Trial Lawyers Sink Money Into Republican Primary Races but See Little Payoff
If the 2012 primaries are any guide, the plaintiffs’ bar is becoming less shy about investing in the Republican side of the ballot — and Republican candidates are not being bashful about accepting the money.
"Trial-lawyer backed" is a label ready-made for Republicans’ attack ads in tort reform-happy Texas. But if the 2012 primaries are any guide, the plaintiffs’ bar is becoming less shy about investing in the Republican side of the ballot — and Republican candidates are not being bashful about accepting the money.
The jury is still out on whether the stigma about trial lawyers is fading for Republican voters.
Steve Mostyn, a past president of the Texas Trial Lawyers Association who has contributed millions to largely Democratic causes, gave hundreds of thousands to three Republican state Senate contests this election cycle. Texans for Insurance Reform — a political action committee to which the Houston personal injury lawyer is the largest donor — followed suit.
The effort is trial lawyers’ largest foray into Republican primary races in the past decade, and results have been mixed. Two of the state Senate candidates Mostyn and TIR heavily backed, Rep. Todd Smith of Euless and Dave Norman, lost handily to opponents who received money from Texans for Lawsuit Reform, the state’s largest and richest tort reform group.
“For every vote you might get by spending the money, you lose one as well,” because of its source, said Rep. Kelly Hancock of North Richland Hills, who defeated Smith by 30 percentage points.
Smith, a Fort Worth personal injury lawyer, had received nearly $450,000 from TIR by May 20. Hancock had taken in about $50,000 less from tort reform advocates.

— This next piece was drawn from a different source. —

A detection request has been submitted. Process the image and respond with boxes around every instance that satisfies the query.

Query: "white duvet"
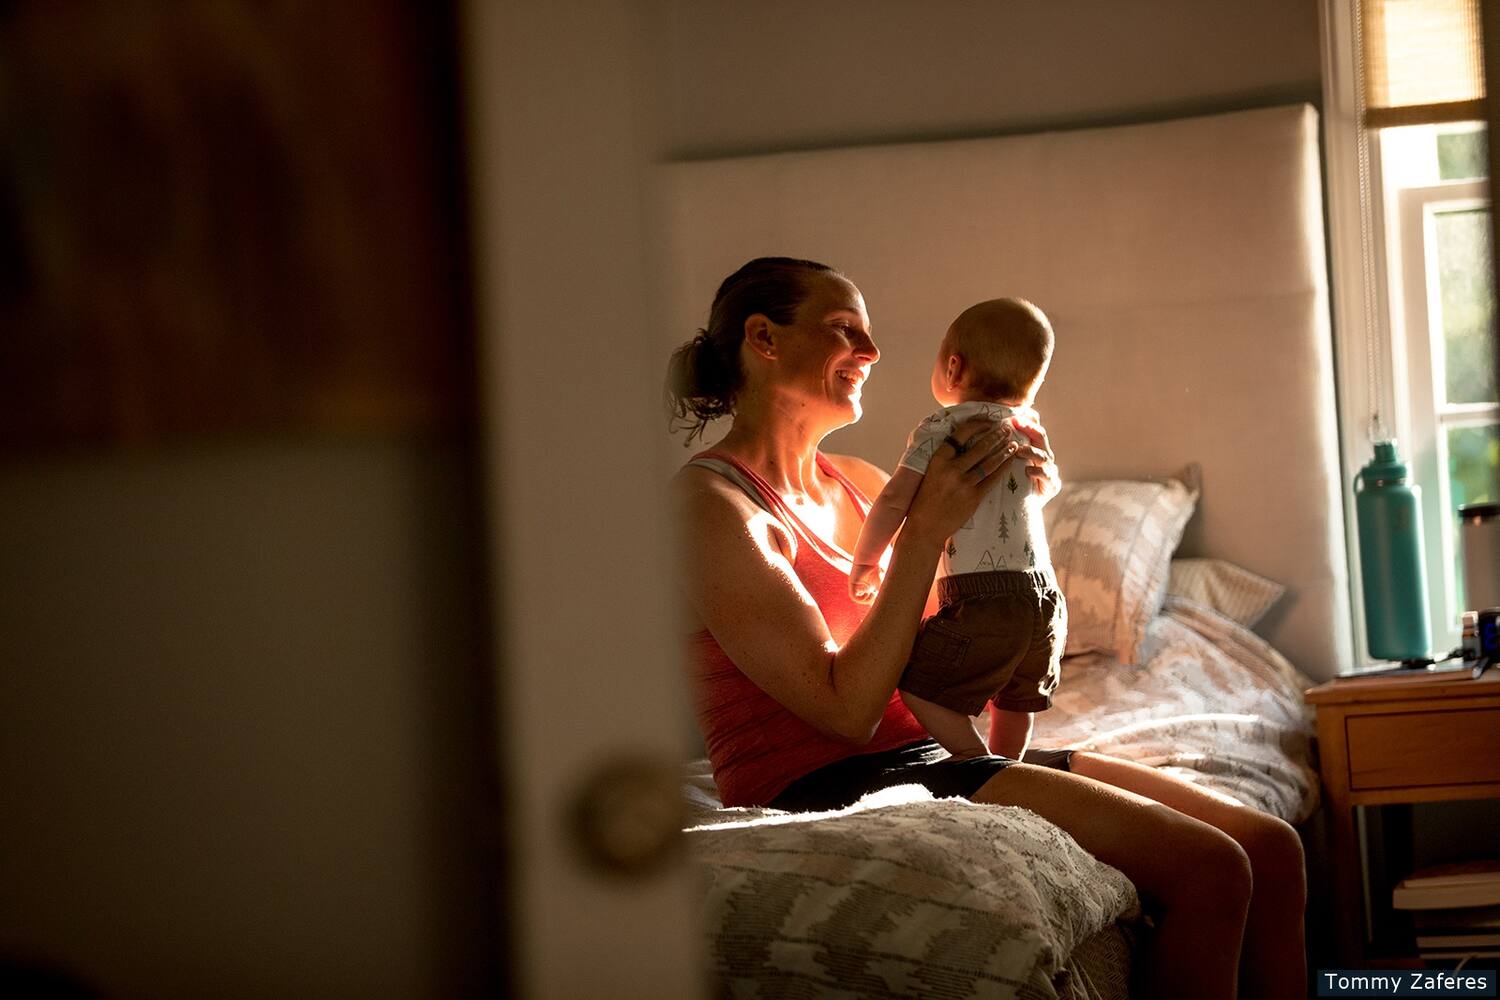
[1033,596,1319,823]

In Norman’s matchup against Rep. Larry Taylor. R-Friendswood, Mostyn spent $275,000 of his own money on behalf of Norman, a Seabrook insurance agent; TIR gave $368,000. A third group backed by trial lawyers, the Conservative Voters of Texas, run by Mark McCaig, a former State Republican Executive Committee member and an associate in Mostyn’s law firm, invested another $228,000. TLR and supporters Bob and Doylene Perry gave more than $900,000 to Taylor’s campaign.
McCaig said that to begin with, both of those races were “uphill battles.” Much of the trial lawyers’ investment, he said, came as an attempt to give the candidates “a fighting chance.”
“Being able to decrease the influence of a powerful group like TLR is not going to happen overnight,” he said.
Sherry Sylvester, a TLR spokeswoman, said that McCaig’s group was “deceptive” and that the losses by candidates backed by trial lawyers sent a clear signal. “A message that’s paid for by trial lawyers, no matter how much money is behind it, is not going to persuade conservative Republican voters,” Sylvester said.
But trial lawyers did have one bright spot on Tuesday. That came in a third senate race, with the dispatch of the former Railroad Commissioner Elizabeth Ames Jones, who as of April 30 had received more than $700,000 from TLR since December plus an additional $100,000 from Bob and Doylene Perry. Her opponent, Sen. Jeff Wentworth, R-San Antonio, got more than $640,000 from the TIR PAC and will face a runoff with Donna Campbell, once considered the long-shot candidate, in July.
Wentworth shrugged off the notion that trial lawyer money might be a liability in a Republican primary, saying the outcome of his race “speaks for itself.” He said he supported lawsuit reform but that he has opposed the tort reform group when he thought it had behaved dishonestly in negotiations.
“That kind of independence really aggravates them,” he said. “When they say jump they want me and every other member of the Legislature to say how high.”